Gilbert, a UCF alumnus, Longwood resident and assistant public defender for Seminole County, said he has started discussing the need to create a citizen’s review board to help increase transparency between his community and law enforcement. While it is still in its early stages, Gilbert said he hopes the review board will be composed of independent citizens, be entirely volunteer-based and will allow allow individuals to share instances of police misconduct.
“The people of Longwood deserve to know about these incidents and should be the ones responsible to investigate allegations of officer misconduct in this community. That is transparency. That is accountability. That is right,” Gilbert wrote in a letter obtained by NSM Today.
While Gilbert is an assistant public defender for his community, he said in an interview with NSM Today that his actions are as a private citizen and not tied to his employment.
“If you want reform, you should probably look in your backyard. I happen to live in Longwood,” Gilbert said. “I was looking through the boards and the charter and said, ‘Wait a minute. There’s not a board here to keep our [police] officers accountable.’”
Last month, Gilbert said he sent a letter to Longwood Mayor Matt Morgan asking for support in creating an independent citizen review board which will hold their police officers more accountable.

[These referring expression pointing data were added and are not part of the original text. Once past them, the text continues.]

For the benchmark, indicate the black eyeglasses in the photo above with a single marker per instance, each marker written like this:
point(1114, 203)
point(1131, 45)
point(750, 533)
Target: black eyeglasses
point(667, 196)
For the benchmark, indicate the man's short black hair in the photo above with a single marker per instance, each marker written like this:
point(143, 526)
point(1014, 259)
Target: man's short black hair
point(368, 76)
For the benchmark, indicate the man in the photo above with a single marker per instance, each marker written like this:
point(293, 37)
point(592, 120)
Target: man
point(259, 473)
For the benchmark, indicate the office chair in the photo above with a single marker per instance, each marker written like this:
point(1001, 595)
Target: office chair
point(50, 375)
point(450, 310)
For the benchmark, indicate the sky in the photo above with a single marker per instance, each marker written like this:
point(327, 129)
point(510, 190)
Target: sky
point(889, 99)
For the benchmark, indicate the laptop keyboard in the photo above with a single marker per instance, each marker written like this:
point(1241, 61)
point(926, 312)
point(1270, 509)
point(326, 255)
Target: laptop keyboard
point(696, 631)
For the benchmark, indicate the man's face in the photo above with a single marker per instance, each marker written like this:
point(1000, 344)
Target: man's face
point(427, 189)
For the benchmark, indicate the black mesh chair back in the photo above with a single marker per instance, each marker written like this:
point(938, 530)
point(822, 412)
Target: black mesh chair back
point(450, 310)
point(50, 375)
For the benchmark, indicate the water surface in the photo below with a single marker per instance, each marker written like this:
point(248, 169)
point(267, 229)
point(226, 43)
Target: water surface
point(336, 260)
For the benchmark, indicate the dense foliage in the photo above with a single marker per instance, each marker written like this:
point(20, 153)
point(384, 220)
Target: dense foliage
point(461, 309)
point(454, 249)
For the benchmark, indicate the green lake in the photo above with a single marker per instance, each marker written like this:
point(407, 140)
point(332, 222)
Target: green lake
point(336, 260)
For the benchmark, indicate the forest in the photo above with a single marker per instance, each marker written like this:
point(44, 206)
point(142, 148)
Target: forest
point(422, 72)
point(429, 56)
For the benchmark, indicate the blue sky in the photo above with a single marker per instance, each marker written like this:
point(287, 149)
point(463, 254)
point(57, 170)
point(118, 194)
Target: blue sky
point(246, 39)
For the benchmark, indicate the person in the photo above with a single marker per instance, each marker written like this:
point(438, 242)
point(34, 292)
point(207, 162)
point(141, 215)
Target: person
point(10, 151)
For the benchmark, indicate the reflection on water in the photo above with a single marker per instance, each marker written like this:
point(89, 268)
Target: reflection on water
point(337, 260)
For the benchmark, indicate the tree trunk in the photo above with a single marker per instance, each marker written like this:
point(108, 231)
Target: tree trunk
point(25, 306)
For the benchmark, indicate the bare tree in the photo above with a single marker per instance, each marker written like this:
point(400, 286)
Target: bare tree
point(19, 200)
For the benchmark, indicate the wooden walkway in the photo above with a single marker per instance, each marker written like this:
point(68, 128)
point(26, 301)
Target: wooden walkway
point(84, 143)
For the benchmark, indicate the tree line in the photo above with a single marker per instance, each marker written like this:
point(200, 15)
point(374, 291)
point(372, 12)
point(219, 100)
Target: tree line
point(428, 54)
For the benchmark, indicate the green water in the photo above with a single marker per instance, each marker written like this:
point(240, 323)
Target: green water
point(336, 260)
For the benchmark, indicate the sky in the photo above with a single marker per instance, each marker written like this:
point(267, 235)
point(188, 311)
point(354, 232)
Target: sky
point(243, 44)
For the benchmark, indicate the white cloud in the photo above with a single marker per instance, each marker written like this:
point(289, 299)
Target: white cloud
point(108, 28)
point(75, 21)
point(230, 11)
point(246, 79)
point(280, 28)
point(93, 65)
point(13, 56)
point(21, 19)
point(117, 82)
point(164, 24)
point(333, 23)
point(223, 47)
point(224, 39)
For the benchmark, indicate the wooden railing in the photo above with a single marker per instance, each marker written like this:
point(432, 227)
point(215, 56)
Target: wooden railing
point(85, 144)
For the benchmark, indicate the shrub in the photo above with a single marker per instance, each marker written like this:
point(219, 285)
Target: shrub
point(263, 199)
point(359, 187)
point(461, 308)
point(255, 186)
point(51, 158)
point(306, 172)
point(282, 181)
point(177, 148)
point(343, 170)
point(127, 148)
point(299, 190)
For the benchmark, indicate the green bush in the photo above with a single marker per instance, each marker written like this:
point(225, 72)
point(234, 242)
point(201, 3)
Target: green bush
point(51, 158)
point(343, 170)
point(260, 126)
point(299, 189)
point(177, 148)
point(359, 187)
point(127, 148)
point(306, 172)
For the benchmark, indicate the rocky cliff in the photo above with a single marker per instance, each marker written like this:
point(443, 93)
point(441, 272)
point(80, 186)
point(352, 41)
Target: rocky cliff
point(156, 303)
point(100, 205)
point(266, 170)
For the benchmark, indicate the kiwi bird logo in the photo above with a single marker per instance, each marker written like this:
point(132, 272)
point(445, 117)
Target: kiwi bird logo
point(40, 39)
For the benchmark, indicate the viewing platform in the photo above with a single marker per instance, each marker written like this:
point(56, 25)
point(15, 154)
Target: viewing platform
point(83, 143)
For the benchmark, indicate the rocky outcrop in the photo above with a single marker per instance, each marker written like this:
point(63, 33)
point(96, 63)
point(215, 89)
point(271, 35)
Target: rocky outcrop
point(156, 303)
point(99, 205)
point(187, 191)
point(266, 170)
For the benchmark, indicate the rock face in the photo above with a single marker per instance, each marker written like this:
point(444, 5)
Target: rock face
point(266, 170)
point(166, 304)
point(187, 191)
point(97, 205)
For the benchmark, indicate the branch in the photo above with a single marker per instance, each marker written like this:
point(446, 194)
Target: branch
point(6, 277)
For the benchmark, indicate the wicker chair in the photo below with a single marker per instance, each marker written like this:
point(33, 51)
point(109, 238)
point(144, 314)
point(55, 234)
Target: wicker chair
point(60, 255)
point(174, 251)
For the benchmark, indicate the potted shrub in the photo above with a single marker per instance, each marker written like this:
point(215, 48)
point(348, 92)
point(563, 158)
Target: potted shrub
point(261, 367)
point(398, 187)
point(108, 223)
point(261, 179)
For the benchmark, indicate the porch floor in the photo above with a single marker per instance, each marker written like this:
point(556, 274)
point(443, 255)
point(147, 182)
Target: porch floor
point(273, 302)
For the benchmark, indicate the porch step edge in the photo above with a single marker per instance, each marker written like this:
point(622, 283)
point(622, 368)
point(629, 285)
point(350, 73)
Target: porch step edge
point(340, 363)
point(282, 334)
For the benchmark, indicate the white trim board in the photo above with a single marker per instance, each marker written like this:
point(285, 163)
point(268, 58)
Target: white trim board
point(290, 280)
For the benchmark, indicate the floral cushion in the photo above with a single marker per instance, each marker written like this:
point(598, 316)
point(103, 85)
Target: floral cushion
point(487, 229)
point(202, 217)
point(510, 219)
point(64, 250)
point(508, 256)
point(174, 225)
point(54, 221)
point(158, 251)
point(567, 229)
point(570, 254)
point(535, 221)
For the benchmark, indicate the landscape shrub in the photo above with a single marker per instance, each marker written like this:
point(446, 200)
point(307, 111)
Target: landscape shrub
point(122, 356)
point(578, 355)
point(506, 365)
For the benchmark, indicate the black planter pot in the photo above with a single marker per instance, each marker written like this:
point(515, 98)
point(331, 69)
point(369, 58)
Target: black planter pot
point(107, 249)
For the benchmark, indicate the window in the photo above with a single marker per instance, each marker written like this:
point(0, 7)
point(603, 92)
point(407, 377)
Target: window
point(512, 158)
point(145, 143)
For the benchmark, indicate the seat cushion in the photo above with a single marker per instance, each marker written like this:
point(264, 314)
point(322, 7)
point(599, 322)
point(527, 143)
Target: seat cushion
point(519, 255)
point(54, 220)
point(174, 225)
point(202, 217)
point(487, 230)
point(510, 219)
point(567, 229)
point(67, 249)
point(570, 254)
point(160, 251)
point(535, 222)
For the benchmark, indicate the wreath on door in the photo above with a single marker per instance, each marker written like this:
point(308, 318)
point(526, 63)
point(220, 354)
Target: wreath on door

After Gilbert posted his letter on social media, he said he spoke to both Longwood Mayor Matt Morgan and Longwood Police Chief David Dowda.
“I am walking away very optimistic on them at least being open to a board like this," Gilbert said.
Gilbert said these review boards are not a new idea and exist in neighboring Central Florida communities.
“They’re not a radical concept. The city of Orlando has them," Gilbert said. "Essentially, what these are is a group of citizens that hear allegations of either officer misconduct or excessive use of force, or make recommendations in terms of change of department policy. They’re boards like this all over Florida, all over the country."
Longwood City Manager Clint Gioielli said both he and Dowda are UCF alumni with their masters' in criminal justice, and are looking into ways to increase citizen and officer communication and, considering how the board would function, taking into account the legal considerations and The Officers Bill of Rights which protects them during disciplinarian processes and complaints.
Gioielli also said Dowda and his staff met with 30 other law-enforcement agencies in Central Florida and found that approximately eight have a type of law enforcement civilian reaction in place. He said they now need to consider the parameters of these board.
“What are they looking at? Is it only discipline, is it only serious discipline, or is it a board that is more encompassing, covering things that really affect our citizens like police budgeting, police hiring, trends in our community,” Gioielli said.
However, Gilbert said he hopes this board will function differently than neighboring communities, such as Orlando, and be an independent group of citizens.
“This would be a totally independent group of citizens that would hear the same allegations: excessive use of force or perhaps officer misconduct. The allegation or citizen complaint would go to the board, the board would hear it, the board would investigate it,” Gilbert said.
Gilbert said he recalled a story from 2019 in which a Longwood officer coerced a black teenager into a false confession.
“I remember reading about that and thinking, ‘Why am I just finding out about this one thing? Why isn’t this public information? Why is this punishment being decided by one individual?’ It just didn’t sit right with me. I figured what better to do than try to change what is in my backyard, what is in my community and try to bring some accountability and transparency to my backyard.”
Gioielli said this information and other disciplinary actions are already public information, but some citizens do not know where to look and a citizen review board would help serve the community.
“We can do a better service or offer a better service to better engage our community by not waiting for someone to learn about something and then ask questions about it, but actually be transparent and open about it the minute the investigation is completed,” Gioielli said.
Mayor Morgan said in a city commission meeting on June 15, which was live-streamed on Facebook, that while the Longwood community and commission believes and supports the city police, he appreciates Gilberts dedication to the community.
“I want to take everything you said under advisement and take it from there, and we appreciate you coming out and actually caring about the community enough to step up and say what you just said,” Morgan said at the meeting.
Mayor Morgan said transparency is important to the community, evident by their use of live stream.
“[The commissioners] felt it was imperative to be as transparent as humanly possible on every single decision we make,” Morgan said. “You all can go back and watch every single one of our commission meetings, it’s all on Facebook Live.”
While Gilbert said he still has to do research regarding the size, composition and members on the board, he said he hopes every segment of the population has a say on the board and is a collaborative effort between the city and citizens.
“This is a step forward,” said Gilbert. “Longwood isn’t a big place, but hopefully this is a little step forward in the right direction, and I know that Longwood would be a better place should the city commission create a board like this.”